Is the US Really a Democracy?

The performance of Democratic senators and representatives in the healthcare debate has led me to question whether America is still a democracy.

Throw these facts into the mix and see what you come out with. Americans spend more per capita on health care than citizens of any other nation. America spends a much higher percentage of its GDP on healthcare than any other nation. The quality of American healthcare, despite all the money that's poured into it, ranks 37th globally. Americans are paying enormous sums for really quite poor results. Close to 15% of Americans have no healthcare insurance at all. The administrative costs of the private healthcare insurance industry eat up approximately 30% of every health care dollar. The American public supports universal healthcare.
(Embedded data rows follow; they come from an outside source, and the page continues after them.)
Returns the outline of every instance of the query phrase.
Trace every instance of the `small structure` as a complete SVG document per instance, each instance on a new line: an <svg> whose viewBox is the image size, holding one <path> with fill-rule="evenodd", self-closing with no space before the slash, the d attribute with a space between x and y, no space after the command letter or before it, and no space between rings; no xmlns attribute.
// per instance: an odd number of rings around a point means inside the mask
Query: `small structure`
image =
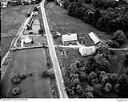
<svg viewBox="0 0 128 102"><path fill-rule="evenodd" d="M32 31L33 33L38 33L40 30L40 22L39 20L35 19L32 24Z"/></svg>
<svg viewBox="0 0 128 102"><path fill-rule="evenodd" d="M76 33L73 33L73 34L69 33L69 34L62 35L63 45L77 44L77 42L78 42L78 38Z"/></svg>
<svg viewBox="0 0 128 102"><path fill-rule="evenodd" d="M21 37L21 47L24 47L24 43L31 43L32 39L28 35L23 35Z"/></svg>
<svg viewBox="0 0 128 102"><path fill-rule="evenodd" d="M80 47L79 52L82 56L89 56L96 52L95 46Z"/></svg>
<svg viewBox="0 0 128 102"><path fill-rule="evenodd" d="M95 44L98 44L101 42L100 38L93 32L89 33L88 34L89 37L92 39L92 41L95 43Z"/></svg>
<svg viewBox="0 0 128 102"><path fill-rule="evenodd" d="M2 1L1 2L1 6L3 7L3 8L5 8L5 7L7 7L7 5L8 5L8 1Z"/></svg>

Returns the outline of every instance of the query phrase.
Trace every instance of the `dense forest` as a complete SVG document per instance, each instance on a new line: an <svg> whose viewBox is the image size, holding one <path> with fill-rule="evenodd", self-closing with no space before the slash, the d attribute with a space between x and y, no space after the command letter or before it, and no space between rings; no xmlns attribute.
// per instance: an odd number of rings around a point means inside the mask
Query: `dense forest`
<svg viewBox="0 0 128 102"><path fill-rule="evenodd" d="M125 0L63 0L68 15L110 34L121 30L128 37L128 3Z"/></svg>
<svg viewBox="0 0 128 102"><path fill-rule="evenodd" d="M64 77L70 98L127 98L128 97L128 54L123 64L125 73L111 73L113 65L107 47L99 47L97 54L85 60L76 60Z"/></svg>
<svg viewBox="0 0 128 102"><path fill-rule="evenodd" d="M106 42L109 47L118 48L128 38L128 3L125 0L63 0L63 7L69 16L111 34L112 38ZM101 46L95 55L85 58L86 61L76 60L66 68L64 80L68 96L128 97L128 53L122 63L126 72L122 74L111 72L110 56L113 54L115 52L107 46Z"/></svg>

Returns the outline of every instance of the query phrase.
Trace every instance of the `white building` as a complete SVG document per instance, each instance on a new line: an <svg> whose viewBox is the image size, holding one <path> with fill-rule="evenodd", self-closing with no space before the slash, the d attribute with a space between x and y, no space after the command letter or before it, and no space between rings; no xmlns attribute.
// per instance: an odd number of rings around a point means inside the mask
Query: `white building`
<svg viewBox="0 0 128 102"><path fill-rule="evenodd" d="M1 2L1 6L3 8L7 7L7 5L8 5L8 1L4 0L4 1Z"/></svg>
<svg viewBox="0 0 128 102"><path fill-rule="evenodd" d="M62 35L63 45L77 44L77 42L78 42L78 37L76 33Z"/></svg>
<svg viewBox="0 0 128 102"><path fill-rule="evenodd" d="M82 56L89 56L96 52L95 46L80 47L79 52Z"/></svg>
<svg viewBox="0 0 128 102"><path fill-rule="evenodd" d="M38 33L40 30L40 22L39 20L35 19L32 24L32 31L33 33Z"/></svg>
<svg viewBox="0 0 128 102"><path fill-rule="evenodd" d="M98 44L99 42L101 42L100 38L95 33L91 32L88 35L95 44Z"/></svg>

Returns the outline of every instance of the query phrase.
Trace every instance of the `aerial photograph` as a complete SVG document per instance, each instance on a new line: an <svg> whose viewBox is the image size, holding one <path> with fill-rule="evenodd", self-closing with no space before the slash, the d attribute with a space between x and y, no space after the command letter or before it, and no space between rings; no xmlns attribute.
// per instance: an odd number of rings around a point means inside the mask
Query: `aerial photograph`
<svg viewBox="0 0 128 102"><path fill-rule="evenodd" d="M0 3L1 98L128 99L128 0Z"/></svg>

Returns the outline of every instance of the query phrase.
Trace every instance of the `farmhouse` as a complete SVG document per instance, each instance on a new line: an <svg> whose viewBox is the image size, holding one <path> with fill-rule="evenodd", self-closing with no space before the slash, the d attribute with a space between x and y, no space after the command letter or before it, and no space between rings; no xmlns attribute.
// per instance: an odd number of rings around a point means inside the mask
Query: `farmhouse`
<svg viewBox="0 0 128 102"><path fill-rule="evenodd" d="M1 6L2 7L7 7L7 5L8 5L8 1L5 0L5 1L1 2Z"/></svg>
<svg viewBox="0 0 128 102"><path fill-rule="evenodd" d="M32 31L33 33L38 33L38 31L40 30L40 22L39 20L34 20L33 24L32 24Z"/></svg>
<svg viewBox="0 0 128 102"><path fill-rule="evenodd" d="M69 34L62 35L63 45L77 44L77 42L78 42L78 38L76 33L73 33L73 34L69 33Z"/></svg>
<svg viewBox="0 0 128 102"><path fill-rule="evenodd" d="M89 37L91 38L91 40L95 43L95 44L98 44L101 42L100 38L93 32L89 33L88 34Z"/></svg>

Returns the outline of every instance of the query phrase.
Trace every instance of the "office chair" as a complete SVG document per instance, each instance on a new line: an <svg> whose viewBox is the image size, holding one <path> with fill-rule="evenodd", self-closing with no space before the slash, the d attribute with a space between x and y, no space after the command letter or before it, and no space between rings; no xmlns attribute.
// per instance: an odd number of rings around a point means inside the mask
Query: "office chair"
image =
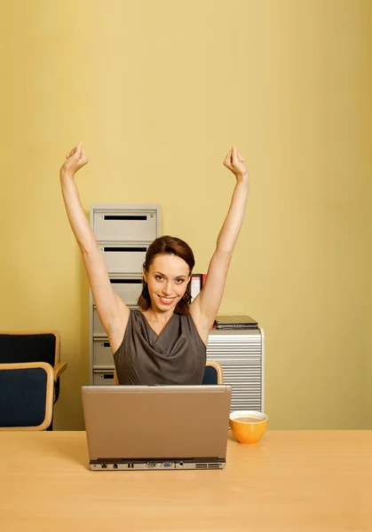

Despite all of those compelling facts, which are not even disputed, and despite that the Democrats have not only a majority but a veto-proof super majority in Congress, not only is single payor healthcare taboo but the so-called "government option" gets trounced - by Democrats. You have to ask just who is pulling their strings? Could it be the lobbyists and the all-powerful healthcare industry? Big Med, Big Pharma perhaps?

Here's my point. If both the Republicans and the Democrats answer to the same master - and it's not the American public - aren't you left with a de facto one-party state? And we know any one-party state can't be a democracy because the manner in which it governs isn't decided at the ballot box. It's decided not by how people vote but by how forces that don't vote buy influence, even control. An America in which both parties are controlled by corporatism is not a democracy.